Dixie Square Shopping Center was an enclosed shopping mall located in Harvey, Illinois, United States, at the junction of 151st Street and the Dixie Highway. It stood vacant for 32 years, more than twice as long as it was in business. It was famous for having been used, both inside and out, for the mall chase scene in the movie The Blues Brothers. More recently, it achieved notoriety because of a growing Internet cult following (including local urban exploration groups) dedicated to covering the mall's deteriorating condition. Like other "dead malls", it had been characterized by high vacancy rates and low patronage, which led to its closure. However, while other dead malls were redeveloped or demolished, Dixie Square stood out due to its extensive neglect, vandalism damage, and sordid history.

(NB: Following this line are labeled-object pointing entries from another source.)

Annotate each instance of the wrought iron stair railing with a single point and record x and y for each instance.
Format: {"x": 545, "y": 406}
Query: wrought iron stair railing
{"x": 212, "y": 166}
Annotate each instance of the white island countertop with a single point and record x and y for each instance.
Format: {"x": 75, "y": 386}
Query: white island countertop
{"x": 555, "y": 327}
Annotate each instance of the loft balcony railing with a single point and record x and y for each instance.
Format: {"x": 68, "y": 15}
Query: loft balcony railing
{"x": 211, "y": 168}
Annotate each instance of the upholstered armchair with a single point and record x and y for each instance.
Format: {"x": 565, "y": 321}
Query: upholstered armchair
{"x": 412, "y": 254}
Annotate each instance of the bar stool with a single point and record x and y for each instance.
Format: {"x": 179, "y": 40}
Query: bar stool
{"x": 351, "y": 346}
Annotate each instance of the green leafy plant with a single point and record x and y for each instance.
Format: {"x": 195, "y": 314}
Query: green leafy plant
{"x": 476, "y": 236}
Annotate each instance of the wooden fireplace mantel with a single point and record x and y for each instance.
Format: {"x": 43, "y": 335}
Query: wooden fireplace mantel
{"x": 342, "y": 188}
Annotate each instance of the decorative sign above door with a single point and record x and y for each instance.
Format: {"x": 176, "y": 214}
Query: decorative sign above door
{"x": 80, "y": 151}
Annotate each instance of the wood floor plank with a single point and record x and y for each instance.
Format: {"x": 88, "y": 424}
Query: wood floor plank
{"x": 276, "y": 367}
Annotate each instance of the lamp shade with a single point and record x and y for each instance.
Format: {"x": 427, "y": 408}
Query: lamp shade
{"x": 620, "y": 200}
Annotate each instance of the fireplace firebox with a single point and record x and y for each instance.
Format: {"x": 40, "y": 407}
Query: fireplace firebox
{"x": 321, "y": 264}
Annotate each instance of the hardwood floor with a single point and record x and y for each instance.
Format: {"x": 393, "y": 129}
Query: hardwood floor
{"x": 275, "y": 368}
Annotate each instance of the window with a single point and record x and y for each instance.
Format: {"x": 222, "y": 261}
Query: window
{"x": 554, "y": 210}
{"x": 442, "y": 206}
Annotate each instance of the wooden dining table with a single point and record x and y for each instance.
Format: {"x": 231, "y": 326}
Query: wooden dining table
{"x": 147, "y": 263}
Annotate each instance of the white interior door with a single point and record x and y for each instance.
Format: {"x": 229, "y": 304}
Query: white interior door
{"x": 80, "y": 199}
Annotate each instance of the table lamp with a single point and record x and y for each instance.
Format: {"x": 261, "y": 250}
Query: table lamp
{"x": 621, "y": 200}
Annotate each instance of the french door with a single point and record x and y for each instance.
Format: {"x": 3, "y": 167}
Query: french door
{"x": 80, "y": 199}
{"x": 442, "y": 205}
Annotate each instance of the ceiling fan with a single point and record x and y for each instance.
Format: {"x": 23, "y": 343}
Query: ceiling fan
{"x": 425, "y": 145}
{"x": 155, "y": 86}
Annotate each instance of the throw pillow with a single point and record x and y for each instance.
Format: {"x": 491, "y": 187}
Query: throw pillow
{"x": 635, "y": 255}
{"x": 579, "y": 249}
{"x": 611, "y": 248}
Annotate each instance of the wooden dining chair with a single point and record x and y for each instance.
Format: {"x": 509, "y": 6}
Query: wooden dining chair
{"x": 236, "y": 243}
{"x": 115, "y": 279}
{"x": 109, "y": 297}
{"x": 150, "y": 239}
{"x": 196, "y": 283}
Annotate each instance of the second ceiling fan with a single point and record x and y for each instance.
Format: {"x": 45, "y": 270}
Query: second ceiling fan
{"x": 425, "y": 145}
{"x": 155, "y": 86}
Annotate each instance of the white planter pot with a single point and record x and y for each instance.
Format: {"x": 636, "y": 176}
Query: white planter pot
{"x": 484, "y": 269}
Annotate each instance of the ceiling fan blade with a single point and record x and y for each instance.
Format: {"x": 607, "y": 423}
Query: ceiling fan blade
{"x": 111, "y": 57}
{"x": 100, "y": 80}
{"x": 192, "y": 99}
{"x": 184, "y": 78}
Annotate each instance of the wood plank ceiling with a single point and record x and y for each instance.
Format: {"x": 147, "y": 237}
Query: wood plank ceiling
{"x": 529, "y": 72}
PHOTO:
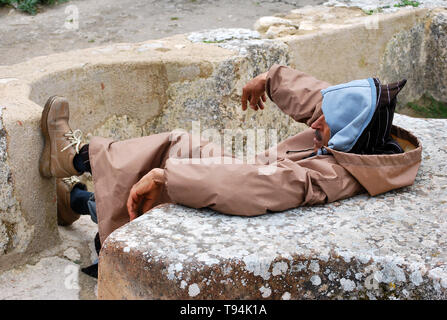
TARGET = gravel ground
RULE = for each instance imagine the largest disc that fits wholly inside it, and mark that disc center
(102, 22)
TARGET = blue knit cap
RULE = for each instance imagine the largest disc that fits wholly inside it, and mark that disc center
(348, 108)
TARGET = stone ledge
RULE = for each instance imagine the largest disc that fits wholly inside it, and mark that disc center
(392, 246)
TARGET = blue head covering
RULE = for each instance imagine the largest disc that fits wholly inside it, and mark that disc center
(348, 109)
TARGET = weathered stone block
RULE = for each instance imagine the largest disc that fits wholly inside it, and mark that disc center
(393, 246)
(129, 90)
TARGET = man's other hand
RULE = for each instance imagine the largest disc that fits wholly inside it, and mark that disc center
(145, 193)
(254, 92)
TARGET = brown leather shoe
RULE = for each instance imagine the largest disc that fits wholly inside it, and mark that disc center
(61, 143)
(65, 215)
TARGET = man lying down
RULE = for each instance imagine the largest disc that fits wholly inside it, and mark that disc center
(351, 147)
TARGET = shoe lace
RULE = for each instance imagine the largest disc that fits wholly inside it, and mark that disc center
(75, 138)
(71, 181)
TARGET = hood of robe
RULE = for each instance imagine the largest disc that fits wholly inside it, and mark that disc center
(348, 109)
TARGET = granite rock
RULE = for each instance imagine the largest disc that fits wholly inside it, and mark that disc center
(392, 246)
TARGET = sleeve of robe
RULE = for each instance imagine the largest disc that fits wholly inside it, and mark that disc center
(296, 93)
(243, 189)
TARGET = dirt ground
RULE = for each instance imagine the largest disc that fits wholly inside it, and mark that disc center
(102, 22)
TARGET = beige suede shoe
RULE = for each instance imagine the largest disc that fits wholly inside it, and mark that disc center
(65, 215)
(61, 143)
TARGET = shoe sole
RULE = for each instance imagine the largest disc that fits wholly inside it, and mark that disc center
(45, 158)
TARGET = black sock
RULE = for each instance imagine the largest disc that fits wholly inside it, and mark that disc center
(79, 197)
(81, 161)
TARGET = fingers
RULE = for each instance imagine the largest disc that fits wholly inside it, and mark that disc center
(244, 99)
(132, 204)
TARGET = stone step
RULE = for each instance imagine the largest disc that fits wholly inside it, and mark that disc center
(392, 246)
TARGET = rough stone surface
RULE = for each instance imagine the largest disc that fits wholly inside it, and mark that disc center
(436, 66)
(50, 279)
(55, 273)
(392, 246)
(126, 90)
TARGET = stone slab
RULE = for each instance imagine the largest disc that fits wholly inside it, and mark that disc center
(392, 246)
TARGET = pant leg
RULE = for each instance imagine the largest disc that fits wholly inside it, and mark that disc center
(118, 165)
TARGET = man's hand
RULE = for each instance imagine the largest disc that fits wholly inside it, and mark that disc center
(145, 192)
(254, 91)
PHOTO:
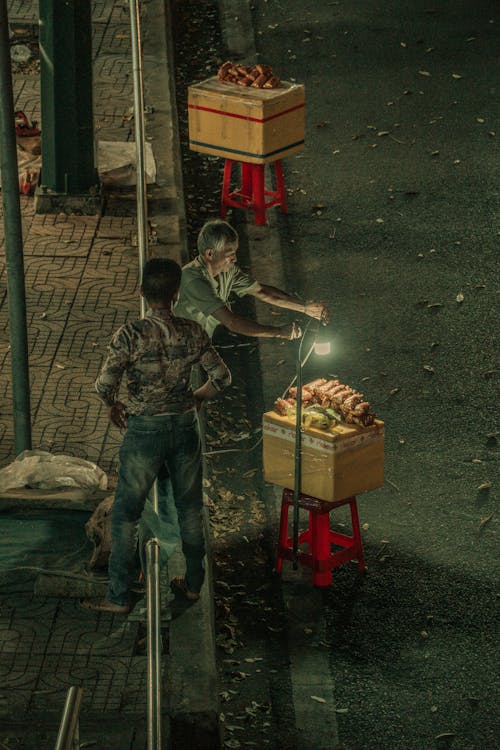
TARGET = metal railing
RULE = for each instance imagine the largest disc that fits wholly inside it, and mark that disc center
(154, 645)
(68, 737)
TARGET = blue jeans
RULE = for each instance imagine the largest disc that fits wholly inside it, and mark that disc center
(150, 445)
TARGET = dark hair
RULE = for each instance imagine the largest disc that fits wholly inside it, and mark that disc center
(161, 278)
(214, 234)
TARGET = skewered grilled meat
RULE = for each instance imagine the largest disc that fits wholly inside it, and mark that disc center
(330, 395)
(259, 76)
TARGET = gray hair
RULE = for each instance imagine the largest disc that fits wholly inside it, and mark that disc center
(215, 234)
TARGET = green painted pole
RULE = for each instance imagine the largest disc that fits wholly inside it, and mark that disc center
(13, 247)
(68, 163)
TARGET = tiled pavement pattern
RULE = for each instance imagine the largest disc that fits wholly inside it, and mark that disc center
(81, 271)
(46, 649)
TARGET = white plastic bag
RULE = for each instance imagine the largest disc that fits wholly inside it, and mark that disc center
(47, 471)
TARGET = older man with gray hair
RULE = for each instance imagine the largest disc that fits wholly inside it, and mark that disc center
(209, 280)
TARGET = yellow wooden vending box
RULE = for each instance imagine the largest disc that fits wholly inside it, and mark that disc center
(337, 463)
(246, 124)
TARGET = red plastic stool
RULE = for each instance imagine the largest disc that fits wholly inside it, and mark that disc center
(252, 193)
(319, 538)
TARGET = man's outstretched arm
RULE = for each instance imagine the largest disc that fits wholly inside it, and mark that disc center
(246, 327)
(274, 296)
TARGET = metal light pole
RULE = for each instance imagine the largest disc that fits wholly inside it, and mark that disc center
(13, 247)
(142, 207)
(321, 349)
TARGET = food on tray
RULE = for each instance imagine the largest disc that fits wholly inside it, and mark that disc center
(326, 402)
(259, 76)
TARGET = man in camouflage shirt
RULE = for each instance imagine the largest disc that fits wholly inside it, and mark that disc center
(157, 354)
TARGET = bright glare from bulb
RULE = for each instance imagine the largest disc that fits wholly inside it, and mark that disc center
(322, 348)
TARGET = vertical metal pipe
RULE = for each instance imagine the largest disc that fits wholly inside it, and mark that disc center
(142, 208)
(298, 460)
(153, 644)
(13, 247)
(68, 729)
(153, 545)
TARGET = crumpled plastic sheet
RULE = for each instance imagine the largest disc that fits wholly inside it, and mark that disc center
(43, 470)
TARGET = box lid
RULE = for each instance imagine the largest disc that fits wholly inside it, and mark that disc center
(345, 435)
(236, 96)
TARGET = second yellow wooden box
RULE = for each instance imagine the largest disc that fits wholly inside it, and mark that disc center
(257, 126)
(343, 461)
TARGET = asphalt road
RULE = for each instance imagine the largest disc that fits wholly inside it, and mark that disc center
(391, 221)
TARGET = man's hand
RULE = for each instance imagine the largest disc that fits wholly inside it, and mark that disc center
(290, 331)
(118, 416)
(317, 310)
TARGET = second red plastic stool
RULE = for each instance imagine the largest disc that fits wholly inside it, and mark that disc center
(252, 193)
(320, 538)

Since the mall closed in 1979 (J.C Penney official closure), close to 10 proposals had been announced, all including ideas to demolish or redevelop the property, though none came to fruition. The first plan to demolish the mall was developed in the late 1970s, but the filming of The Blues Brothers prevented this from happening. In 1983, Harvey Mayor David Johnson held onto hope that a handful of developers, who had all provided land use proposals, would revitalize Dixie Square. None of those plans came to fruition, however. In 2002, an announcement was made that the former JC Penney store would be leased by the state to house offices for five state agencies. The plan also included the demolition of the rest of Dixie Square. After these proposals failed, Dixie Square Mall was then left to decay, due in no small part to a lack of funds. For some time, the only parts of the mall that had been fully demolished were the central energy plant, Block A entrance, the former Woolworth anchor, and the former Montgomery Ward building. Final demolition began in February 2012 and was completed in May of that year.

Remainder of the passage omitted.